A gay rights group has stepped into the breach in a spat over an advertising campaign designed to promote South Carolina as a favourite pink-pound destination. Officials at South Carolina Pride were forced to respond after the state government said it was reneging on a contract to pay for posters already on display at two central London Tube stations, as result of objections by a leading state politician.
South Carolina is one of the "so gay" US locations featured in the poster campaign, along with places such as New Orleans, Las Vegas, Boston and Washington DC. The posters were produced by the advertising company Out Now for a gay and lesbian travel agency, AMRO Worldwide. With a picture of an antebellum plantation house and an avenue of oak trees with hanging moss, the poster says simply, "South Carolina is so gay", before exhorting would-be tourists to explore such attractions as its Civil War history, its golf course and its "gay beaches".
While South Carolina likes to project an image of southern hospitality, the notion that it especially likes gay and lesbian travellers did not sit well with everyone, least of all Senator David Thomas who, upon hearing of the posters, raised an instant ruckus and ordered an audit of the tourism department. Suddenly the Palmetto State is looking not quite so welcoming, for homosexuals anyway. Not only has one official in the tourism office resigned, but the state legislature has said it no longer has any intention of paying the $5,000 (£2,500) it was charged to be featured in the "so gay" campaign.

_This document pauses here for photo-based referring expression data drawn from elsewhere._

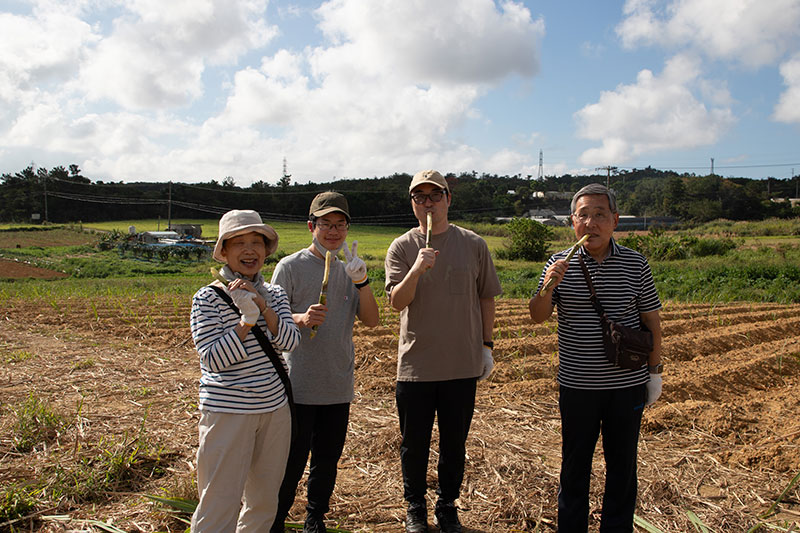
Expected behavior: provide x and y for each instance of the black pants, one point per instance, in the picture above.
(585, 414)
(321, 430)
(453, 402)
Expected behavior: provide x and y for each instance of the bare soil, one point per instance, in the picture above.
(723, 441)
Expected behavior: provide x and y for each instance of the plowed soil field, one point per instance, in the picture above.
(722, 443)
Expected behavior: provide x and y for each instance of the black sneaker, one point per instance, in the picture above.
(417, 518)
(314, 524)
(446, 517)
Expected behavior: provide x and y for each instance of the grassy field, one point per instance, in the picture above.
(760, 268)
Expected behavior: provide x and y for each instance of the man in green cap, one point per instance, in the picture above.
(321, 367)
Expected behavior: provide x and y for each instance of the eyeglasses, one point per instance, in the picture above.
(421, 198)
(325, 226)
(583, 218)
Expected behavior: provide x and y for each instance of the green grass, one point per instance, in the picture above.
(749, 273)
(37, 423)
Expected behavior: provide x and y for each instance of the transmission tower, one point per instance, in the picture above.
(285, 174)
(608, 169)
(540, 176)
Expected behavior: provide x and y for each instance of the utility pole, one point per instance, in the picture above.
(540, 176)
(608, 170)
(169, 206)
(44, 177)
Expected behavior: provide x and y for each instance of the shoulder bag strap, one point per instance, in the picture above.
(593, 298)
(276, 361)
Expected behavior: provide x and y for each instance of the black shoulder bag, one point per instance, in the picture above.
(624, 347)
(262, 339)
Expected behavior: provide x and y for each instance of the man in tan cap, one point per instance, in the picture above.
(321, 367)
(445, 295)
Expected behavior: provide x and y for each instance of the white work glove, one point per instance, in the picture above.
(653, 389)
(488, 363)
(356, 268)
(244, 301)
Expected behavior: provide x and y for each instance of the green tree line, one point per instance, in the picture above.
(64, 195)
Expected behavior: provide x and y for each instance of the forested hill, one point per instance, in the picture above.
(67, 196)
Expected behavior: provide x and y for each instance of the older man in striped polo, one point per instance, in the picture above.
(595, 396)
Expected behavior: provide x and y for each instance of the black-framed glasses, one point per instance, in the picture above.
(325, 226)
(421, 197)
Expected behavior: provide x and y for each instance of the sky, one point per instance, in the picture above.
(199, 90)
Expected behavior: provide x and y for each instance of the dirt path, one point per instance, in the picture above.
(723, 441)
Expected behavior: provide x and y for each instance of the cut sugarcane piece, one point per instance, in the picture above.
(429, 230)
(218, 276)
(323, 293)
(574, 249)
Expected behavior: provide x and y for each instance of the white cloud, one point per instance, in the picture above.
(455, 41)
(387, 90)
(157, 52)
(753, 32)
(654, 114)
(788, 107)
(389, 87)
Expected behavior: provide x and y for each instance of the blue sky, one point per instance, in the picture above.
(146, 90)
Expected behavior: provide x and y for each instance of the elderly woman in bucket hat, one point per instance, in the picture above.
(245, 422)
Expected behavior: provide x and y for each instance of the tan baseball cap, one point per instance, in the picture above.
(428, 176)
(328, 202)
(239, 222)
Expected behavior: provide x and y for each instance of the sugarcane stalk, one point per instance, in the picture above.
(323, 293)
(218, 276)
(429, 232)
(574, 249)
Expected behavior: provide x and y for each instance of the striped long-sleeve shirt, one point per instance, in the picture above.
(237, 376)
(625, 288)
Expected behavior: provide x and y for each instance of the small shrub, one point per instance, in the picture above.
(527, 240)
(36, 423)
(706, 247)
(15, 502)
(18, 356)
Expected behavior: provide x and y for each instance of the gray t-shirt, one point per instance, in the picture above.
(320, 368)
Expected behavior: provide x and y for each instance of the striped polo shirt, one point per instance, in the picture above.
(625, 288)
(236, 376)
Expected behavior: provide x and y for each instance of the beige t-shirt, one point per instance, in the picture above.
(441, 333)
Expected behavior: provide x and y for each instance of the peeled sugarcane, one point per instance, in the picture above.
(323, 293)
(218, 276)
(430, 230)
(569, 256)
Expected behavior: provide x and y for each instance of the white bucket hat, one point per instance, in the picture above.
(239, 222)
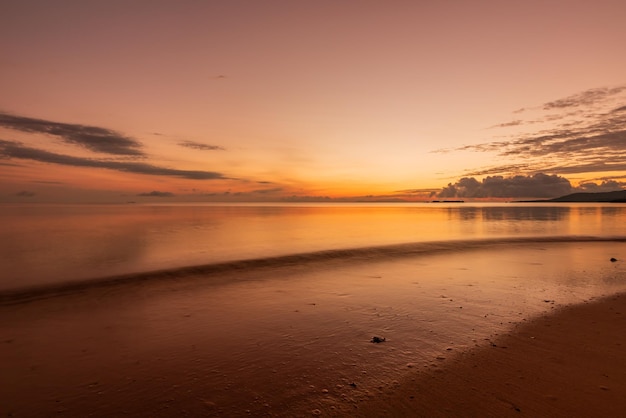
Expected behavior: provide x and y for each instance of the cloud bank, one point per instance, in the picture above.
(538, 185)
(12, 149)
(588, 136)
(91, 137)
(200, 146)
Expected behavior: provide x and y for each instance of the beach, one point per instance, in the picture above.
(510, 328)
(568, 363)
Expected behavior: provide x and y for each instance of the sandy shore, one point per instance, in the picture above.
(570, 363)
(468, 334)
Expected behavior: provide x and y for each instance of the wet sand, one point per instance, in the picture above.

That was too much for Ryan Wilson, the director of South Carolina Pride. The group has already re-jigged its website to announce a fundraising effort to collect the missing $5,000 and send a cheque to London forthwith. It is running under the tag line, "South Carolina WILL BE so gay", on the grounds that, by current evidence, it hasn't got there quite yet.
Mr Thomas, a Republican, says he is speaking for fellow Carolinians who "will be irate when they learn that their hard-earned tax dollars are being spent to advertise our state as 'so gay'". Never mind if the $5,000 fee is barely a fraction of the state's annual tourism promotion budget of $10.5m. "It shows bigotry," responded Mr Wilson. "I don't want to be a pawn in someone's re-election campaign." He is confident that his group will be able to pay the fee quickly. "Our hope is that our community can step in, take the high road and do the right thing," he added.

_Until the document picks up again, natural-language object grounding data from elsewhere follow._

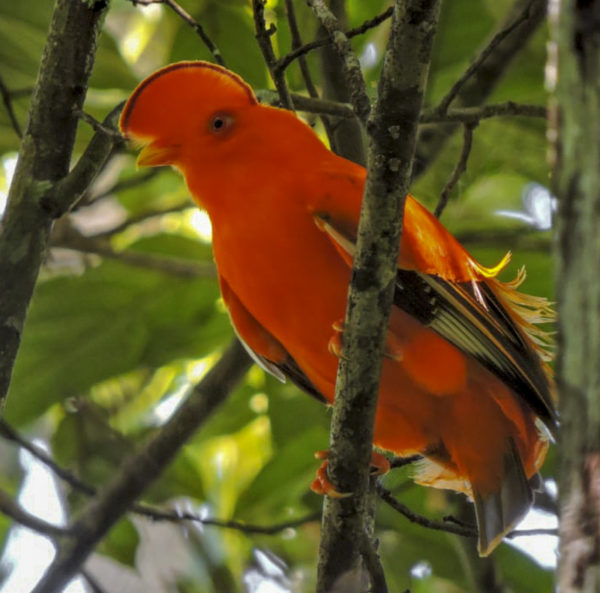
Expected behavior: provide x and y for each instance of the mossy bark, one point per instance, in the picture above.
(44, 159)
(575, 58)
(395, 115)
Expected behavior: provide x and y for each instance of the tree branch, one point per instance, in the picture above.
(44, 159)
(428, 116)
(7, 98)
(263, 36)
(396, 115)
(477, 63)
(447, 526)
(19, 515)
(482, 81)
(170, 265)
(141, 469)
(308, 82)
(350, 64)
(459, 169)
(298, 52)
(208, 42)
(8, 433)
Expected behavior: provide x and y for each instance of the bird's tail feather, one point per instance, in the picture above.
(499, 512)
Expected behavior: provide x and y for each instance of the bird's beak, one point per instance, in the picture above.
(155, 156)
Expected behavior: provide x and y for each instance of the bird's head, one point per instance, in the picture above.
(183, 107)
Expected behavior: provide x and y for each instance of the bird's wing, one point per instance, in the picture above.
(262, 346)
(479, 316)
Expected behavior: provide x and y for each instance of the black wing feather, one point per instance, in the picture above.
(484, 330)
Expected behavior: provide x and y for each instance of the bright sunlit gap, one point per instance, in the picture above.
(9, 163)
(28, 554)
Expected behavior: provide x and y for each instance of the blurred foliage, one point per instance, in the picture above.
(110, 347)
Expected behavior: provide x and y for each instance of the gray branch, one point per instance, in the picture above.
(44, 159)
(395, 116)
(142, 468)
(482, 80)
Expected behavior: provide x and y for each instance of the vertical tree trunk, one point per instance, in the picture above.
(44, 158)
(575, 59)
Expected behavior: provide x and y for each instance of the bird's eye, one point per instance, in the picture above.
(220, 123)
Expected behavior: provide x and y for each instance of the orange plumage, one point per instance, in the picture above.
(466, 386)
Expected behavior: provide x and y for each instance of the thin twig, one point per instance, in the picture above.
(351, 66)
(483, 55)
(428, 116)
(532, 532)
(263, 36)
(19, 515)
(139, 218)
(8, 433)
(476, 114)
(7, 97)
(98, 126)
(143, 467)
(413, 517)
(310, 86)
(486, 78)
(178, 517)
(91, 581)
(397, 462)
(128, 183)
(208, 42)
(308, 47)
(308, 104)
(459, 169)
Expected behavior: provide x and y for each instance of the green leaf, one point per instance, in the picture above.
(106, 322)
(121, 543)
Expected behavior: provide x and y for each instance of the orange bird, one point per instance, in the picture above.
(464, 381)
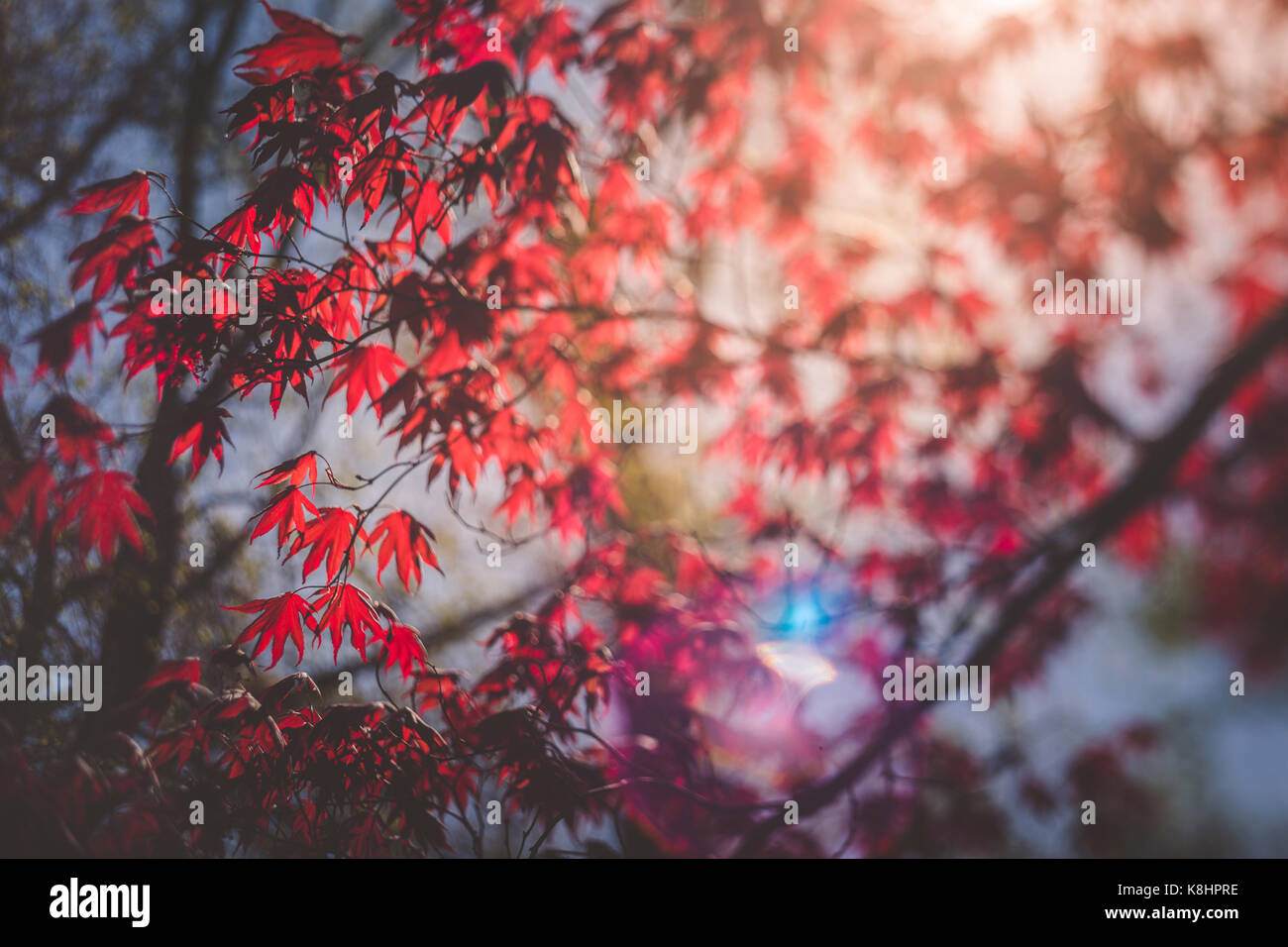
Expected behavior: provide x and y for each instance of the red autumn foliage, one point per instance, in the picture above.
(505, 270)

Support for Mr Thomas has come from the office of the Governor, Mark Sanford. A spokesman said the request to be included in the London campaign was made without proper approval and that tax dollars should not be used for ads "that promote any group with a particular social or political agenda".
But targeting travel advertising – towards gay people, the retired, families and so on – is a tried and tested strategy. London is one of the capital cities which invests heavily in attracting gay and lesbian visitors from overseas, partly because of their spending power. A recent study revealed the combined earning power of gay men and lesbians in Britain was £81bn last year.

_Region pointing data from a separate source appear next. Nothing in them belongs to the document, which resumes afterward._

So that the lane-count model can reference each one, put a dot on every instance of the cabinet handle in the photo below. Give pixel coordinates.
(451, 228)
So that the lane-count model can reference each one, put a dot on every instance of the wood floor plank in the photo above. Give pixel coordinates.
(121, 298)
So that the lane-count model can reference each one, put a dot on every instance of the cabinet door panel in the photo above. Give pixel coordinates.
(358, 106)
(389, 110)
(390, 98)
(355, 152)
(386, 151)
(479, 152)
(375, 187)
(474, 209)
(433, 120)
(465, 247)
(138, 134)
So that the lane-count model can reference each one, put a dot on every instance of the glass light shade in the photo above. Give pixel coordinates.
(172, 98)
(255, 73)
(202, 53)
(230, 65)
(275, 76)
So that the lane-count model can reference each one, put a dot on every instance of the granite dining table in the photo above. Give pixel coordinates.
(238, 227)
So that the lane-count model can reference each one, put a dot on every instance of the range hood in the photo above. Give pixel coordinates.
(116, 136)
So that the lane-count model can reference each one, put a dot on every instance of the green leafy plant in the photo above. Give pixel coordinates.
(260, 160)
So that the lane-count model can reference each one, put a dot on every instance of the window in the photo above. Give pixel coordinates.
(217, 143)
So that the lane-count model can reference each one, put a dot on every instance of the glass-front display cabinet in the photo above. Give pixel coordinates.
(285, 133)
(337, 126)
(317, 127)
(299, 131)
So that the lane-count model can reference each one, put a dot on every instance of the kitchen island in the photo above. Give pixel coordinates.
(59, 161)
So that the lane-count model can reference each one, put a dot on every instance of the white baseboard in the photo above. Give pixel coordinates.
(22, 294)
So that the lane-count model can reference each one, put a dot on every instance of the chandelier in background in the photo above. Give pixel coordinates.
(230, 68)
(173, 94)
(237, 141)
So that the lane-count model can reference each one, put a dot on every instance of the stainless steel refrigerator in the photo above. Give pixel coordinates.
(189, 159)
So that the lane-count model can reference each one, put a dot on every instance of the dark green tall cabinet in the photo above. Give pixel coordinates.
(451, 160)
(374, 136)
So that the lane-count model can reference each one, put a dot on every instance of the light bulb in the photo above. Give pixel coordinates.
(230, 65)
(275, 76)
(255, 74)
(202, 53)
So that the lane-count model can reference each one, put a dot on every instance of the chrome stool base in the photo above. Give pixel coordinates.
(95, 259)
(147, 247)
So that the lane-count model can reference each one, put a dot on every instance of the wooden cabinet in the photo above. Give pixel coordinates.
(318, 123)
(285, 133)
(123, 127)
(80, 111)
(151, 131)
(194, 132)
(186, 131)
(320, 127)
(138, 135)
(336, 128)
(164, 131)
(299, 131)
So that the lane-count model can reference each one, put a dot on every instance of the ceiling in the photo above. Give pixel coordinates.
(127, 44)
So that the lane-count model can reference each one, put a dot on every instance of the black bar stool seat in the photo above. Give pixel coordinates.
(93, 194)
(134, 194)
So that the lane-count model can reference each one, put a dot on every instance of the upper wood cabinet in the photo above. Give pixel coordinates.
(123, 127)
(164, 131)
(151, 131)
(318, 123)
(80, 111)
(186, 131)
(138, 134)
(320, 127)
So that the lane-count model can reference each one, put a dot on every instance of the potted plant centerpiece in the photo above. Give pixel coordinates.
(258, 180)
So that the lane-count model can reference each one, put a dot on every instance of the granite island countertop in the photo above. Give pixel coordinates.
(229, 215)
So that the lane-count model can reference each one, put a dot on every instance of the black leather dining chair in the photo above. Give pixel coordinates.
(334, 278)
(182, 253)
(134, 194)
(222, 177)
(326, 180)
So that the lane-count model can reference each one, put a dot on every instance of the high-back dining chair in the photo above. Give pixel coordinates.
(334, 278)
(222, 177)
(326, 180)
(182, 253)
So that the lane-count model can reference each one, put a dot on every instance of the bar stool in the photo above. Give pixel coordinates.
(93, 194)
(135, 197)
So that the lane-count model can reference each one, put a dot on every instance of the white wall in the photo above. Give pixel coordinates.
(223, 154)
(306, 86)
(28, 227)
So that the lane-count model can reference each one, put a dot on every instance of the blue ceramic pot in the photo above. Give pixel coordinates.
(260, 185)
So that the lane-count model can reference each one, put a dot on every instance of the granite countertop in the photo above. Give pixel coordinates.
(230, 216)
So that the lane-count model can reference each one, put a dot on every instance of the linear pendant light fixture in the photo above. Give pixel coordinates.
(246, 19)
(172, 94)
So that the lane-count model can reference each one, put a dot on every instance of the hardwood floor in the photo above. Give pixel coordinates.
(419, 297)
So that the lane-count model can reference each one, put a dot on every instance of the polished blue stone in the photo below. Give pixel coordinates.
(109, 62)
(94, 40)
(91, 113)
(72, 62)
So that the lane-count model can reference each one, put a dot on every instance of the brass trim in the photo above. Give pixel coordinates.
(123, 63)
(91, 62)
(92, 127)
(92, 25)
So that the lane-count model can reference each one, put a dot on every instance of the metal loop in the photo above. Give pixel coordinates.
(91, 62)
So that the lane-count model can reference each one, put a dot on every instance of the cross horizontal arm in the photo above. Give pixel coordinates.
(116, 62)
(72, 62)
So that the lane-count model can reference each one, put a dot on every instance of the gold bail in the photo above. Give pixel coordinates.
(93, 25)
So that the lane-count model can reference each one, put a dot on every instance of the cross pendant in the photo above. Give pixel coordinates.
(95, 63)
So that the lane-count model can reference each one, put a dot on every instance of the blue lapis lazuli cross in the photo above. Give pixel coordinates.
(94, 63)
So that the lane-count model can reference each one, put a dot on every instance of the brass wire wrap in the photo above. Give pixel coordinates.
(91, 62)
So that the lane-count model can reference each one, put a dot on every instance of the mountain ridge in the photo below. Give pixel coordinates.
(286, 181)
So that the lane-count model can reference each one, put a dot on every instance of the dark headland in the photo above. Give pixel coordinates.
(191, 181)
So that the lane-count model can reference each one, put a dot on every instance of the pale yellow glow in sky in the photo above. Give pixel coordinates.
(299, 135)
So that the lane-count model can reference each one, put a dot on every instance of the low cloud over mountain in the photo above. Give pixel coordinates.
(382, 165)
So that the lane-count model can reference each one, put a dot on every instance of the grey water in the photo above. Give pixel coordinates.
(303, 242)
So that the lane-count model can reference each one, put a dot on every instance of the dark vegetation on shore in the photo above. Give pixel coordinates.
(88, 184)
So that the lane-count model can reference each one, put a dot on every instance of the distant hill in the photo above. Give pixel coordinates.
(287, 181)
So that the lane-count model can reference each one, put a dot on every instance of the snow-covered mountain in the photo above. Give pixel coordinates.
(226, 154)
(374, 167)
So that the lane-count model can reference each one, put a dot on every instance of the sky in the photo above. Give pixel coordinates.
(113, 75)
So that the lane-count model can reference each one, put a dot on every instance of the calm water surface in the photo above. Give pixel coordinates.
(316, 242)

Mr Thomas has also claimed the London posters were misleading. In truth, while Atlanta and Boston may seem obvious candidates for a "so-gay" poster campaign, South Carolina does not. Gay tourists, he suggested, may feel a bit let down (even without hearing his political views). "They'll get off the plane and say, 'Where are the gay beaches?' and no one will know what they're talking about," he added.
But Mr Thomas and the Governor have embarrassed many. "It has been a classic overreaction," said Ray Drew, of the South Carolina Equality Coalition. "The whole thing has just made the state look backwards and homophobic, and that is the opposite of what the ad intended."
Five reasons to visit South Carolina...
America's most intact colonial city, languid and charming. Only Savannah in neighbouring Georgia can compete.
Magical Dixie dishes, influenced by French, Spanish, Caribbean and African kitchens. Oysters and okra. Pecans are good too.
Warm, sandy beaches (60 miles of 'em) and endless golf courses.
Spanish moss, white columns, Southern hospitality.
Early colonists, plantations, Civil War battlefields.